All successful organizations rely on the performance of their employees. Whether you are a manufacturer, service business or not-for-profit, it’s your employees who make the difference in achieving organizational success. However, many companies fail to keep their employees engaged in their jobs, leading to low productivity and increased turnover.
Is it really that important to have engaged employees? In short, yes. As IRIS reports, the Workplace Research Foundation found that employees who are highly engaged are 38 percent more likely to have above-average productivity.
But according to research by Gallup, 70 percent of U.S. workers are not engaged at work. What can leadership do to turn these numbers around? Money can be a key factor in recruiting talent, but you can’t buy engagement on the job. So how do you get your employees excited about work?
Some might say health care, work-life balance or job security are top factors, but those are just table stakes. To really have an engaged workforce and get employees excited about where they work, you need to consider these three key factors: recognition, a clear path for advancement and confidence in your company, leadership, and culture.
Recognition doesn’t mean gifting employees a watch after 20 years of service; it means publicly acknowledging employee contributions on a regular basis. Most managers want to recognize their employees, but few have a formalized process reminding them when, for what, and how they will recognize the members of their team. The result is that new priorities arise and people get busy, and so opportunities for publicly acknowledging team members’ successes are few and far between.
It’s critical to create and follow processes that measure team members’ progress and signal managers when recognition is due. Seventy-two percent of respondents of this Harvard Business Review study rank recognition given for high performers as having a significant impact on employee engagement. Not building frequent recognition into your management process is a big mistake, but it’s one that can be easily avoided.
Managers can keep journals or even a spreadsheet of team member activities and dates of recognition. Without tracking these events you’ll never know if your team members’ contributions are going unrecognized. Always keep the focus on real, recognition-worthy achievements; don’t invent something to recognize your team for or provide recognition where it’s not deserved.
A Clear Path for Advancement
Having a plan for long-term success at a company is a critical factor for successful employees. They need to know that there is room for them to grow and advance. Meeting with employees, discussing their goals and determining their path is a crucial job for any manager. Helping them visualize the path to achieving their career goals in this way gives employees the motivation to excel in their current role.
Confidence in the Company, Leadership, and Culture
In order to feel great about what they do, employees need to feel like it’s going to make a difference. Organization leaders need to communicate how the company is going to be successful, and how the employees contribute to that success. Seventy percent of employees who lack confidence in leadership aren’t engaged, according to Dale Carnegie Training. Employees must have confidence in the leadership and the success of the company in order to believe their work will make a positive impact.

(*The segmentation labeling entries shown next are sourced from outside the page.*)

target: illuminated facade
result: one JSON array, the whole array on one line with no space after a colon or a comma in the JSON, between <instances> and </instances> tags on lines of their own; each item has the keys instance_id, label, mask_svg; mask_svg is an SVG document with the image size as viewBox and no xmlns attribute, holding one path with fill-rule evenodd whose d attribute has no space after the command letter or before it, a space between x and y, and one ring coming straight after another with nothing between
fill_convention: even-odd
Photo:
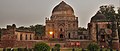
<instances>
[{"instance_id":1,"label":"illuminated facade","mask_svg":"<svg viewBox=\"0 0 120 51\"><path fill-rule=\"evenodd\" d=\"M78 17L75 17L71 6L62 1L46 18L46 38L77 38Z\"/></svg>"}]
</instances>

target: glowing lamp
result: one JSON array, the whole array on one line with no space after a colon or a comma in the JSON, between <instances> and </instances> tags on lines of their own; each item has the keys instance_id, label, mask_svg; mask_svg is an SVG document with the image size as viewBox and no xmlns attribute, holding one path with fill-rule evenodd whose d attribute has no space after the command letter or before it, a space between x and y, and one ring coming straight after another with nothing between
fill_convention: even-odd
<instances>
[{"instance_id":1,"label":"glowing lamp","mask_svg":"<svg viewBox=\"0 0 120 51\"><path fill-rule=\"evenodd\" d=\"M49 32L50 33L50 35L52 35L53 34L53 32Z\"/></svg>"}]
</instances>

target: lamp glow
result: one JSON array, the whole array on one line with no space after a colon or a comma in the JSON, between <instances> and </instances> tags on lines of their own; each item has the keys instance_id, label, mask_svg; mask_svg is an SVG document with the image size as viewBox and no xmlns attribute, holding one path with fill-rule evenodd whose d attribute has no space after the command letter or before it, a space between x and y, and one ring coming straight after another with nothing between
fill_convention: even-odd
<instances>
[{"instance_id":1,"label":"lamp glow","mask_svg":"<svg viewBox=\"0 0 120 51\"><path fill-rule=\"evenodd\" d=\"M53 32L49 32L50 33L50 35L52 35L53 34Z\"/></svg>"}]
</instances>

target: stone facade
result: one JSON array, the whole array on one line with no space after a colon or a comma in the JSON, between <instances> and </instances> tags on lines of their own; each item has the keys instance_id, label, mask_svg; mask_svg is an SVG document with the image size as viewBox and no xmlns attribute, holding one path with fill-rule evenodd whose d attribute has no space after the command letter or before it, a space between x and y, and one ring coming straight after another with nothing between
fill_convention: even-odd
<instances>
[{"instance_id":1,"label":"stone facade","mask_svg":"<svg viewBox=\"0 0 120 51\"><path fill-rule=\"evenodd\" d=\"M112 42L112 47L119 49L117 22L106 19L103 14L98 12L91 18L88 29L91 40L98 42L101 47L109 48L108 44Z\"/></svg>"},{"instance_id":2,"label":"stone facade","mask_svg":"<svg viewBox=\"0 0 120 51\"><path fill-rule=\"evenodd\" d=\"M16 28L15 24L13 24L12 26L7 25L6 29L1 29L1 34L2 36L0 41L0 47L2 48L16 47L16 45L19 44L18 42L34 40L35 37L35 33L33 31L20 30Z\"/></svg>"},{"instance_id":3,"label":"stone facade","mask_svg":"<svg viewBox=\"0 0 120 51\"><path fill-rule=\"evenodd\" d=\"M77 38L77 30L78 17L64 1L53 9L50 19L46 18L46 38Z\"/></svg>"}]
</instances>

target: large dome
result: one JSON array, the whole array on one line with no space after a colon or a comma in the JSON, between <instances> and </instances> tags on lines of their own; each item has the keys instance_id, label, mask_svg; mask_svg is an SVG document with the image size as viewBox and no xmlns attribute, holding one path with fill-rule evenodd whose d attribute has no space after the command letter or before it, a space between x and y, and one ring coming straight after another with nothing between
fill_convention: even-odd
<instances>
[{"instance_id":1,"label":"large dome","mask_svg":"<svg viewBox=\"0 0 120 51\"><path fill-rule=\"evenodd\" d=\"M52 15L74 15L74 10L70 5L62 1L54 7Z\"/></svg>"}]
</instances>

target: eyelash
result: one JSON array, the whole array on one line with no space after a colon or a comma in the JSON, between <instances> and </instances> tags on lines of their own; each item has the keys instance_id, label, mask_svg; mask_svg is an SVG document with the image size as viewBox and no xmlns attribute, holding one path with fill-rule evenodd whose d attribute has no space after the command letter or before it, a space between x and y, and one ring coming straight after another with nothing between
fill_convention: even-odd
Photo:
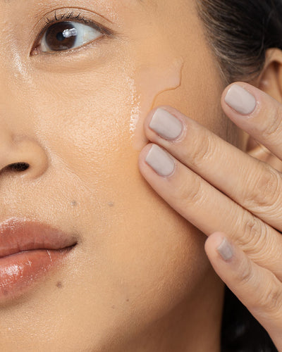
<instances>
[{"instance_id":1,"label":"eyelash","mask_svg":"<svg viewBox=\"0 0 282 352\"><path fill-rule=\"evenodd\" d=\"M37 39L36 40L36 44L35 45L34 48L32 49L32 51L35 50L39 44L40 40L42 39L43 35L44 32L47 30L47 29L53 24L55 23L59 23L60 22L78 22L80 23L84 23L86 25L90 25L92 28L94 30L100 32L105 37L113 37L114 34L114 32L112 31L111 30L109 30L109 28L106 28L106 27L104 27L99 23L97 23L95 21L93 21L92 20L88 19L88 18L85 18L84 16L81 17L80 14L81 12L79 12L78 14L77 15L75 13L75 11L72 10L71 11L69 12L66 12L64 13L60 13L60 15L57 15L56 13L56 10L52 15L52 18L50 19L48 17L43 18L43 20L45 22L45 25L43 27L43 28L41 30L39 34L37 35ZM84 46L85 45L87 45L86 44L78 46L78 48L75 48L73 49L69 49L69 50L63 50L62 51L56 53L56 54L60 54L63 52L69 52L69 51L73 51L75 50L78 50L81 47ZM54 52L53 52L54 53ZM43 53L43 54L48 54L48 53Z\"/></svg>"}]
</instances>

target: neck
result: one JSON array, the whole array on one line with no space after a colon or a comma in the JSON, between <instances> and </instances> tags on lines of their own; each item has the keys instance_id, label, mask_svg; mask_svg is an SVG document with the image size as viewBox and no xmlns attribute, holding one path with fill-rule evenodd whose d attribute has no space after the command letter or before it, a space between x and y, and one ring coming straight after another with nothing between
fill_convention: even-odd
<instances>
[{"instance_id":1,"label":"neck","mask_svg":"<svg viewBox=\"0 0 282 352\"><path fill-rule=\"evenodd\" d=\"M223 291L223 284L210 269L192 294L123 351L219 352Z\"/></svg>"}]
</instances>

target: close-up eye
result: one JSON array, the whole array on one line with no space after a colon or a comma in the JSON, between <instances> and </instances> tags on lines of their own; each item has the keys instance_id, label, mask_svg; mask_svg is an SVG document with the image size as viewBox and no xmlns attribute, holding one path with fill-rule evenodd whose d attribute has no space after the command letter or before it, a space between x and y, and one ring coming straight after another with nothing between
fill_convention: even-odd
<instances>
[{"instance_id":1,"label":"close-up eye","mask_svg":"<svg viewBox=\"0 0 282 352\"><path fill-rule=\"evenodd\" d=\"M101 31L89 25L72 21L58 22L44 30L36 51L54 52L73 49L103 35Z\"/></svg>"}]
</instances>

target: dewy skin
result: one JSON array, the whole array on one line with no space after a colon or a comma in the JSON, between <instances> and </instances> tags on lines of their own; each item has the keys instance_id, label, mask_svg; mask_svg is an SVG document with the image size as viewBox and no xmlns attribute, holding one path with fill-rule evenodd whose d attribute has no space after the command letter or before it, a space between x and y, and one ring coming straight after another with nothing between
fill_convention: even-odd
<instances>
[{"instance_id":1,"label":"dewy skin","mask_svg":"<svg viewBox=\"0 0 282 352\"><path fill-rule=\"evenodd\" d=\"M143 131L144 120L154 107L160 94L180 86L183 66L182 58L171 59L171 57L166 57L137 68L135 77L132 80L130 122L130 132L135 149L140 151L148 142Z\"/></svg>"}]
</instances>

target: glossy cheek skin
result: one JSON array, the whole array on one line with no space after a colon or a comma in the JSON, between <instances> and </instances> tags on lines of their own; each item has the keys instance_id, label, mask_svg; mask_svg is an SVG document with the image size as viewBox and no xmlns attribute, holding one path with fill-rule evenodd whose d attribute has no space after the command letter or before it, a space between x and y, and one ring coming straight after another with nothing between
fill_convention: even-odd
<instances>
[{"instance_id":1,"label":"glossy cheek skin","mask_svg":"<svg viewBox=\"0 0 282 352\"><path fill-rule=\"evenodd\" d=\"M32 148L40 145L47 157L36 180L2 177L4 215L40 219L79 239L61 270L1 307L1 348L48 351L49 344L102 351L116 343L115 351L122 351L183 301L197 306L204 290L196 298L193 293L200 287L209 292L207 277L213 274L205 237L142 179L135 143L145 142L139 120L146 109L159 104L223 134L214 59L187 1L177 8L166 1L161 11L153 5L115 6L125 37L73 56L22 57L23 63L16 46L7 54L0 43L1 135L33 141ZM148 96L145 75L156 62L156 95ZM172 78L160 84L154 80L161 72Z\"/></svg>"}]
</instances>

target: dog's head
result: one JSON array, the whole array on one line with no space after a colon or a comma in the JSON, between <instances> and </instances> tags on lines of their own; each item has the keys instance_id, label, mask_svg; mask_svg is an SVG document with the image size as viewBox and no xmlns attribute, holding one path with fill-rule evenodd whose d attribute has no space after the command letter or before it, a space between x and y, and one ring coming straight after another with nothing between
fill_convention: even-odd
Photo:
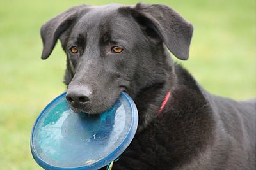
<instances>
[{"instance_id":1,"label":"dog's head","mask_svg":"<svg viewBox=\"0 0 256 170\"><path fill-rule=\"evenodd\" d=\"M76 6L42 27L42 59L60 39L67 56L67 100L75 111L98 113L122 91L132 97L164 81L170 67L164 45L186 60L192 32L191 24L164 5Z\"/></svg>"}]
</instances>

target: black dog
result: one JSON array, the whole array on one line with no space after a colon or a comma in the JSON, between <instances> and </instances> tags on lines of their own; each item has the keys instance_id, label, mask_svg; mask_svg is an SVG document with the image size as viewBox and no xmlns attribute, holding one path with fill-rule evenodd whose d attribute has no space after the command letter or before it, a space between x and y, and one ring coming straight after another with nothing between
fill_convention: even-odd
<instances>
[{"instance_id":1,"label":"black dog","mask_svg":"<svg viewBox=\"0 0 256 170\"><path fill-rule=\"evenodd\" d=\"M122 91L135 101L139 128L113 169L255 169L256 101L210 94L170 57L188 59L193 29L166 6L140 3L76 6L42 27L42 58L58 39L67 53L75 111L104 111Z\"/></svg>"}]
</instances>

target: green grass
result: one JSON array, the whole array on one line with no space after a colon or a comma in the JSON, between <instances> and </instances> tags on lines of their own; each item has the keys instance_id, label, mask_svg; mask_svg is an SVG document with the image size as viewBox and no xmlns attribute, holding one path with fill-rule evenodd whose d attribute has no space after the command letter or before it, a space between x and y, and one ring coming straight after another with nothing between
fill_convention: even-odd
<instances>
[{"instance_id":1,"label":"green grass","mask_svg":"<svg viewBox=\"0 0 256 170\"><path fill-rule=\"evenodd\" d=\"M254 0L145 2L168 4L193 24L190 58L180 62L203 87L236 99L256 96ZM109 3L1 1L0 169L40 169L31 155L30 132L43 108L65 90L65 57L60 43L49 59L40 60L40 25L70 6Z\"/></svg>"}]
</instances>

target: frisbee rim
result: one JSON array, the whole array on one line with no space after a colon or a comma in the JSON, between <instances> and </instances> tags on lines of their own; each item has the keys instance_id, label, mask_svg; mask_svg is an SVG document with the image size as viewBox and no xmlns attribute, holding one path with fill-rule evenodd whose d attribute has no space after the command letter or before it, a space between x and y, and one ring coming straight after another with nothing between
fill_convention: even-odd
<instances>
[{"instance_id":1,"label":"frisbee rim","mask_svg":"<svg viewBox=\"0 0 256 170\"><path fill-rule=\"evenodd\" d=\"M117 146L117 147L110 153L110 154L106 155L106 157L99 159L95 162L92 163L90 165L82 166L77 166L74 167L61 167L60 166L55 166L49 163L47 163L44 160L42 160L40 156L36 153L36 149L35 148L33 143L33 134L35 132L35 128L37 125L37 123L40 120L40 118L42 117L45 111L51 106L54 103L56 103L58 99L61 98L63 96L67 94L67 92L62 93L61 94L59 95L56 97L54 99L53 99L51 102L50 102L41 111L38 117L37 117L36 120L35 120L34 125L33 126L32 132L31 133L31 140L30 140L30 148L32 153L32 156L34 158L35 160L37 162L37 164L43 168L46 168L47 169L53 169L53 170L82 170L82 169L95 169L95 168L101 168L105 166L106 162L109 161L109 159L115 160L115 159L118 158L128 147L130 145L131 142L132 141L135 133L137 130L138 127L138 110L137 108L135 105L135 103L131 98L130 96L128 96L125 92L122 92L120 93L120 96L124 97L129 103L129 104L131 108L131 123L129 127L129 130L127 131L127 133L126 134L123 140L120 142L120 143ZM129 141L129 143L127 143ZM122 151L122 152L120 152ZM110 161L110 162L111 162ZM110 163L109 162L109 163Z\"/></svg>"}]
</instances>

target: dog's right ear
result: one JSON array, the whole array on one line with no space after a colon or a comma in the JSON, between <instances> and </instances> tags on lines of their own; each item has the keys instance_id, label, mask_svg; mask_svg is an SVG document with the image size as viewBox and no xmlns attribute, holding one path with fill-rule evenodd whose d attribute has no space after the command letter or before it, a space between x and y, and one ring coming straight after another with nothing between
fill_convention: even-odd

Linking your corporate social responsibility (CSR) efforts to company success metrics is another way you can build employee confidence and engagement. The Dale Carnegie Training study showed that 54 percent of employees who were proud of contributions their companies made to society were engaged. So be sure to share and celebrate your CSR involvement with your employees. Feeling confident and proud of the company they work for is a reward employees crave, but they may not share this point on feedback reports or in one-on-ones.
Do employees crave a high salary? For sure they do, but to really have an engaged, high-performing workforce you need more than just good pay. Regularly recognizing your employees’ successes, showing them a clear path for growth and giving them the confidence to feel great about the company they work for are things that all employees crave. Be sure to include these points in your HR planning, even when employees may not verbalize these needs out loud.